Saturday, November 12, 2016

Weight Loss and Change

I lost quite a bit of weight in the last year.  It was on purpose. I started by tracking my intake and monitoring food choices.  Before I knew it, the pounds melted away.  I dropped two pant sizes and had to completely flip my wardrobe. My body was transformed.

Strangely, it didn't always feel that way.

After losing twenty five pounds, I looked in the mirror one morning after getting out of the shower.  I couldn't discern a bit of difference.  I could see the same layers of skin and love handles as before.

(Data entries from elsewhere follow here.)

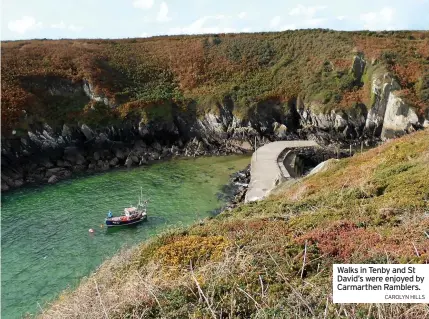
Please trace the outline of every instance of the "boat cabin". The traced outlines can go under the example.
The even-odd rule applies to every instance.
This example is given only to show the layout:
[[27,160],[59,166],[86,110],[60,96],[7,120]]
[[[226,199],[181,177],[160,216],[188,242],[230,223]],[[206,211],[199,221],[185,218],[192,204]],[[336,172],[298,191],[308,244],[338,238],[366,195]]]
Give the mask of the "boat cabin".
[[130,217],[130,216],[137,214],[137,213],[138,213],[138,211],[137,211],[137,208],[135,208],[135,207],[128,207],[128,208],[124,209],[124,215],[127,217]]

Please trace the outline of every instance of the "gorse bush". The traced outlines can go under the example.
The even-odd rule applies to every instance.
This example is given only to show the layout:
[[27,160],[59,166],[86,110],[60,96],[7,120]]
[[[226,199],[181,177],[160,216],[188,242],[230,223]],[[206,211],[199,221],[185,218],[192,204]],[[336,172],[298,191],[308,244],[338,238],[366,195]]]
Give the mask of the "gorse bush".
[[[105,262],[41,318],[427,318],[334,304],[333,263],[428,263],[429,131],[280,186]],[[305,263],[304,263],[305,256]]]
[[[211,96],[235,103],[266,99],[315,99],[325,110],[370,100],[371,83],[353,78],[354,55],[383,65],[401,83],[404,97],[427,107],[429,33],[298,30],[118,40],[2,42],[2,133],[34,122],[85,120],[87,101],[62,99],[70,86],[92,84],[115,105],[139,101],[183,103]],[[47,87],[44,78],[54,79]],[[69,81],[58,98],[56,82]],[[38,90],[31,90],[37,87]],[[51,93],[49,93],[51,92]],[[330,92],[330,93],[329,93]],[[54,94],[55,95],[55,94]],[[24,113],[25,111],[25,113]],[[66,114],[72,112],[68,118]],[[113,117],[119,115],[112,110]],[[123,113],[123,110],[122,110]],[[124,114],[122,114],[124,115]],[[125,116],[126,118],[126,116]],[[61,124],[61,123],[59,123]],[[28,125],[27,125],[28,126]]]

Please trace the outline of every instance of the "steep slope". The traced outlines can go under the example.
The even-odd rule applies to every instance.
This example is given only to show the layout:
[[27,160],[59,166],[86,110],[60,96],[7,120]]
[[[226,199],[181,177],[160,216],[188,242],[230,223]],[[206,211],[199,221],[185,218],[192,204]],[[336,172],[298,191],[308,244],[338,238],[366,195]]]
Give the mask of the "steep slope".
[[428,48],[429,32],[319,29],[2,42],[2,190],[255,137],[402,135],[429,125]]
[[300,30],[3,42],[2,135],[24,134],[44,122],[103,126],[142,119],[149,106],[163,108],[165,101],[183,106],[194,101],[204,114],[225,98],[242,118],[257,112],[259,102],[275,100],[316,115],[335,110],[359,122],[343,110],[365,115],[363,109],[377,103],[377,90],[386,92],[382,103],[388,91],[399,90],[423,116],[428,41],[428,32]]
[[334,305],[331,274],[429,262],[427,176],[425,130],[123,251],[41,317],[426,318],[425,304]]

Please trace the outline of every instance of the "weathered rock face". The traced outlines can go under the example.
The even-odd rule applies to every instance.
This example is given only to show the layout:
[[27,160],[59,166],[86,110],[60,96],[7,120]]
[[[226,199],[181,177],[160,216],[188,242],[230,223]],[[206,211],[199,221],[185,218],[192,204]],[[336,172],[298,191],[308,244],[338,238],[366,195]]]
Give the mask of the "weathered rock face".
[[406,105],[401,98],[390,93],[384,115],[381,138],[393,138],[414,131],[420,127],[416,112]]
[[356,79],[360,80],[365,72],[366,61],[361,54],[353,58],[352,72]]
[[[356,79],[364,74],[366,62],[355,56],[351,72]],[[90,83],[58,79],[33,79],[30,91],[64,95],[66,98],[102,102],[114,101],[97,95]],[[111,167],[145,165],[169,156],[201,156],[249,152],[274,140],[311,139],[319,144],[353,143],[356,140],[386,139],[421,126],[429,126],[429,111],[422,117],[395,93],[400,86],[389,73],[378,71],[371,79],[371,105],[355,104],[346,110],[327,113],[305,105],[300,97],[283,101],[269,99],[249,106],[247,114],[232,98],[212,105],[205,114],[196,114],[191,102],[185,112],[172,101],[166,102],[168,117],[130,119],[120,126],[90,127],[63,125],[54,130],[44,124],[28,136],[2,139],[2,190],[24,183],[51,182],[78,171],[104,171]],[[314,102],[313,102],[314,103]],[[194,112],[194,113],[192,113]],[[55,178],[53,178],[55,176]]]
[[390,94],[399,89],[399,84],[388,73],[373,76],[371,86],[373,98],[366,118],[365,134],[380,136]]

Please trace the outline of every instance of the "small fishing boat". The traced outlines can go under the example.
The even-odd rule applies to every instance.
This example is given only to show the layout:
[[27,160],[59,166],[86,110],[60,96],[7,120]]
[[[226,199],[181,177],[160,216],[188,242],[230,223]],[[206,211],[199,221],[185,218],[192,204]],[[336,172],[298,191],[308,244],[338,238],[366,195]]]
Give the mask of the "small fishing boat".
[[127,226],[140,223],[147,219],[147,200],[143,201],[143,191],[140,190],[140,197],[137,207],[124,208],[121,216],[113,216],[109,211],[106,218],[106,226]]

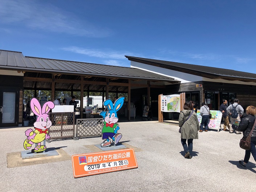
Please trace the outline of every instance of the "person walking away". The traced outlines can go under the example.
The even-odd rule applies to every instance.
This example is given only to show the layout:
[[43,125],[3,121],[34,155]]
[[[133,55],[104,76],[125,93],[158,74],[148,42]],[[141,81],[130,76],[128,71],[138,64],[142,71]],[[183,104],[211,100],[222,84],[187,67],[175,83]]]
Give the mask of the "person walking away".
[[[186,101],[184,104],[183,109],[179,117],[181,144],[185,153],[184,157],[191,159],[193,150],[193,139],[198,139],[198,131],[200,127],[197,114],[193,110],[191,102]],[[187,145],[186,143],[187,139]]]
[[205,131],[208,131],[208,123],[209,122],[209,113],[210,109],[205,103],[202,103],[200,108],[200,114],[202,116],[202,121],[200,125],[200,130],[199,132],[203,132],[203,126],[205,125]]
[[256,161],[256,128],[253,126],[255,121],[255,115],[256,114],[256,107],[251,105],[248,106],[246,108],[246,114],[247,115],[241,120],[239,126],[232,125],[232,128],[234,130],[243,132],[243,137],[244,138],[248,137],[252,129],[253,129],[251,137],[251,150],[245,150],[245,154],[243,160],[239,162],[243,168],[246,167],[246,164],[250,159],[251,153],[254,160]]
[[[227,104],[228,101],[226,99],[222,100],[222,103],[219,107],[219,110],[222,113],[222,118],[224,121],[224,125],[223,126],[223,130],[224,131],[229,131],[230,126],[229,125],[229,118],[228,116],[227,113]],[[227,127],[228,127],[228,129],[227,129]]]
[[72,97],[72,99],[71,101],[69,101],[69,105],[74,105],[74,112],[75,112],[75,109],[77,108],[77,101],[75,101],[75,96],[73,96]]
[[67,103],[67,99],[63,99],[62,102],[61,102],[61,105],[66,105],[66,103]]
[[[232,125],[234,124],[234,122],[237,120],[239,121],[241,121],[241,117],[244,114],[244,109],[240,105],[238,104],[239,103],[239,100],[238,99],[236,98],[234,99],[234,103],[231,104],[227,108],[227,114],[229,114],[230,116],[230,123],[231,125],[230,126],[229,129],[230,133],[235,133],[236,134],[241,134],[241,132],[239,131],[235,131],[232,127]],[[238,116],[236,118],[232,117],[231,116],[231,110],[233,108],[235,108],[235,110],[236,112],[238,113]]]

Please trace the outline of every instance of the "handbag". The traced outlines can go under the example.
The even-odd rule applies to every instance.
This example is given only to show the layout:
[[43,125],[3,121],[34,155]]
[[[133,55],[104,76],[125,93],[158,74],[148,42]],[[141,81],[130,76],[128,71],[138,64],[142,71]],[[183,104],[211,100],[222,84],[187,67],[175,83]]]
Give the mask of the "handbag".
[[245,138],[244,138],[243,137],[243,138],[240,140],[239,145],[240,146],[240,147],[242,149],[245,150],[251,150],[251,137],[252,136],[252,132],[253,131],[255,125],[256,125],[256,120],[255,120],[253,126],[252,127],[252,130],[251,131],[248,137]]
[[205,108],[207,110],[207,111],[208,111],[208,113],[209,113],[209,118],[211,119],[211,112],[210,112],[210,110],[208,110],[207,109],[207,108],[206,108],[206,107],[205,106]]
[[[190,114],[189,115],[189,117],[187,118],[187,119],[186,119],[185,121],[183,122],[182,123],[182,124],[181,125],[181,127],[182,127],[183,126],[183,125],[184,125],[184,124],[186,122],[187,120],[188,120],[189,118],[190,118],[190,117],[191,117],[191,116],[192,114],[193,114],[193,112],[194,111],[194,110],[192,110],[192,111],[191,112],[191,113],[190,113]],[[181,133],[181,127],[179,128],[179,133]]]

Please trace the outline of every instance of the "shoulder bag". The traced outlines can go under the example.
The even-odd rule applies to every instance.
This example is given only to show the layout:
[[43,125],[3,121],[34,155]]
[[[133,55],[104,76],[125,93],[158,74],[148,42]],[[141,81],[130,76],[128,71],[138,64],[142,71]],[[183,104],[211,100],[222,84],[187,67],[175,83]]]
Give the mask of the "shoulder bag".
[[207,108],[206,108],[206,107],[205,106],[205,108],[207,110],[207,111],[208,111],[208,113],[209,113],[209,118],[211,119],[211,112],[210,112],[210,110],[208,110],[207,109]]
[[252,132],[253,131],[255,125],[256,125],[256,119],[255,119],[255,121],[254,122],[253,126],[252,128],[252,130],[251,131],[248,137],[245,138],[244,138],[243,137],[243,138],[240,140],[240,143],[239,143],[239,145],[240,146],[240,147],[242,149],[245,150],[251,150],[251,137],[252,136]]
[[[194,112],[194,110],[192,110],[192,111],[191,112],[191,113],[190,113],[190,114],[189,115],[189,117],[187,117],[187,119],[186,119],[183,122],[183,123],[182,123],[182,124],[181,125],[181,127],[182,127],[183,126],[183,125],[184,125],[184,124],[185,123],[185,122],[186,122],[187,120],[188,120],[189,118],[190,118],[190,117],[191,117],[191,116],[193,114],[193,112]],[[179,129],[179,133],[181,133],[181,127],[180,127]]]

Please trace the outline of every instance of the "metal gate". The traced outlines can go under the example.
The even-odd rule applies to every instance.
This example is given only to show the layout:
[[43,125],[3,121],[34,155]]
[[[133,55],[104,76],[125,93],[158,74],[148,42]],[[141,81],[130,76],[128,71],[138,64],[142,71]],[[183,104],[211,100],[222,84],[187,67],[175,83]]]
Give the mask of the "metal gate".
[[48,129],[50,139],[73,138],[75,136],[74,112],[49,113],[52,125]]
[[101,135],[103,121],[102,118],[77,119],[76,137]]

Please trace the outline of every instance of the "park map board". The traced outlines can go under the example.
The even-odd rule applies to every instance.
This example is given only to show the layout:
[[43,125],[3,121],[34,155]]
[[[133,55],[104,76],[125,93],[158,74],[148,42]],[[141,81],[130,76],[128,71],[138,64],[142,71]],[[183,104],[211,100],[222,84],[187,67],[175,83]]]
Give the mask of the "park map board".
[[180,113],[179,95],[161,95],[161,102],[162,111]]
[[[221,119],[222,118],[222,113],[219,110],[210,110],[210,112],[211,114],[212,118],[210,120],[208,126],[210,128],[218,129],[220,126]],[[200,110],[197,110],[197,116],[200,124],[202,121],[202,116],[200,114]]]

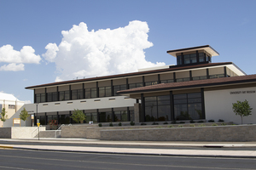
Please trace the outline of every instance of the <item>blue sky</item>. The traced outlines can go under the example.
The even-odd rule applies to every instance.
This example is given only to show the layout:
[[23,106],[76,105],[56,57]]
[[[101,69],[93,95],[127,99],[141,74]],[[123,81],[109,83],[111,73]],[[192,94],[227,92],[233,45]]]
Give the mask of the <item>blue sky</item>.
[[[0,0],[0,49],[12,47],[22,58],[19,62],[9,61],[9,53],[0,54],[0,91],[13,94],[20,100],[33,101],[32,91],[26,87],[102,76],[96,71],[99,63],[108,65],[102,66],[103,75],[127,72],[142,65],[176,64],[176,58],[167,54],[167,50],[207,44],[220,54],[212,62],[232,61],[247,74],[254,74],[255,7],[254,0]],[[70,40],[73,47],[73,40],[86,26],[91,39],[83,37],[81,41],[90,48],[93,44],[90,51],[83,51],[87,47],[83,43],[66,53],[63,42]],[[67,31],[66,36],[62,31]],[[129,40],[125,42],[124,37]],[[98,37],[107,42],[99,42]],[[26,46],[29,48],[21,53]],[[102,46],[108,48],[106,55],[99,49]],[[84,56],[96,60],[88,64],[82,60]],[[131,66],[124,65],[127,56],[132,58]],[[76,60],[79,63],[73,62]]]

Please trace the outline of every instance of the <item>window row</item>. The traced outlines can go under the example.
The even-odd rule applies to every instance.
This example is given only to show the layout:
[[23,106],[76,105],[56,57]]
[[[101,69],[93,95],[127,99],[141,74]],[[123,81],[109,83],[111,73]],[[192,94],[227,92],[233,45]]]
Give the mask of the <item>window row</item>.
[[[92,121],[93,122],[134,122],[134,110],[117,110],[117,111],[102,111],[84,113],[86,116],[85,122],[88,123]],[[50,129],[56,129],[60,124],[74,123],[72,122],[70,115],[40,115],[35,117],[35,120],[39,119],[42,125],[49,125]],[[36,122],[35,122],[36,123]]]
[[[210,75],[209,76],[210,79],[219,78],[219,77],[224,77],[224,74],[218,74],[218,75]],[[192,80],[204,80],[207,78],[207,76],[193,76]],[[176,79],[176,82],[188,82],[188,81],[190,81],[189,77]],[[160,81],[160,83],[170,83],[170,82],[175,82],[173,79],[162,80],[162,81]],[[153,82],[145,82],[145,85],[151,86],[151,85],[154,85],[157,83],[158,83],[157,81],[153,81]],[[142,82],[132,83],[132,84],[129,84],[129,86],[128,86],[128,88],[130,89],[140,88],[140,87],[143,87]],[[113,86],[113,95],[117,96],[118,91],[125,90],[125,89],[127,89],[126,84]],[[98,93],[99,98],[110,97],[110,96],[112,96],[111,86],[98,88],[98,92],[97,92],[96,88],[85,88],[84,94],[83,89],[51,92],[51,93],[47,93],[47,94],[35,94],[35,103],[58,101],[58,99],[60,101],[70,100],[70,99],[94,99],[94,98],[97,98],[97,93]],[[47,98],[46,98],[46,96],[47,96]]]
[[[212,62],[212,58],[208,54],[206,54],[205,53],[199,53],[198,54],[198,62]],[[193,64],[193,63],[198,63],[196,59],[196,54],[184,54],[184,55],[177,55],[177,65],[183,65],[183,64]]]
[[[171,109],[173,105],[174,115]],[[170,95],[144,98],[145,122],[203,119],[201,94],[174,94],[173,105]]]

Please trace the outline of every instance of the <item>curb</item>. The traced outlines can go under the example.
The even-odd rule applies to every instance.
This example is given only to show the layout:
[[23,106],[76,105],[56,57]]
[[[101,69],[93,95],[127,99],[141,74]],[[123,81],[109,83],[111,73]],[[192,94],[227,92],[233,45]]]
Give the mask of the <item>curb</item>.
[[[1,147],[1,146],[0,146]],[[255,159],[256,156],[222,156],[222,155],[181,155],[181,154],[154,154],[154,153],[128,153],[128,152],[108,152],[108,151],[84,151],[84,150],[47,150],[5,146],[11,149],[28,150],[42,150],[42,151],[58,151],[58,152],[76,152],[76,153],[90,153],[90,154],[113,154],[113,155],[127,155],[127,156],[178,156],[178,157],[211,157],[211,158],[250,158]]]
[[14,149],[13,146],[2,146],[2,145],[0,145],[0,148]]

Although my outsides had changed drastically, my brain was stuck in its former state.  My internal version of myself was so deeply ingrained that I couldn't recognize that which was so obvious to my family and friends.

Sometimes I think I resist external change not only out of fear, but also because I am a creature of habit.  My brain often deceives me.

I now know cataclysmic change is upon us.

Unfortunately, it is exceedingly tempting to look into the mirror, as I have done many times, and convince myself that reality is as it was before.

I think this is dangerous.  I also think it is dangerous to consider the fact that we elected a buffoon as president the main problem.

The problem is that half the electorate felt so disenfranchised and desperate that they would knowingly elect a buffoon because they thought they had no other tenable option.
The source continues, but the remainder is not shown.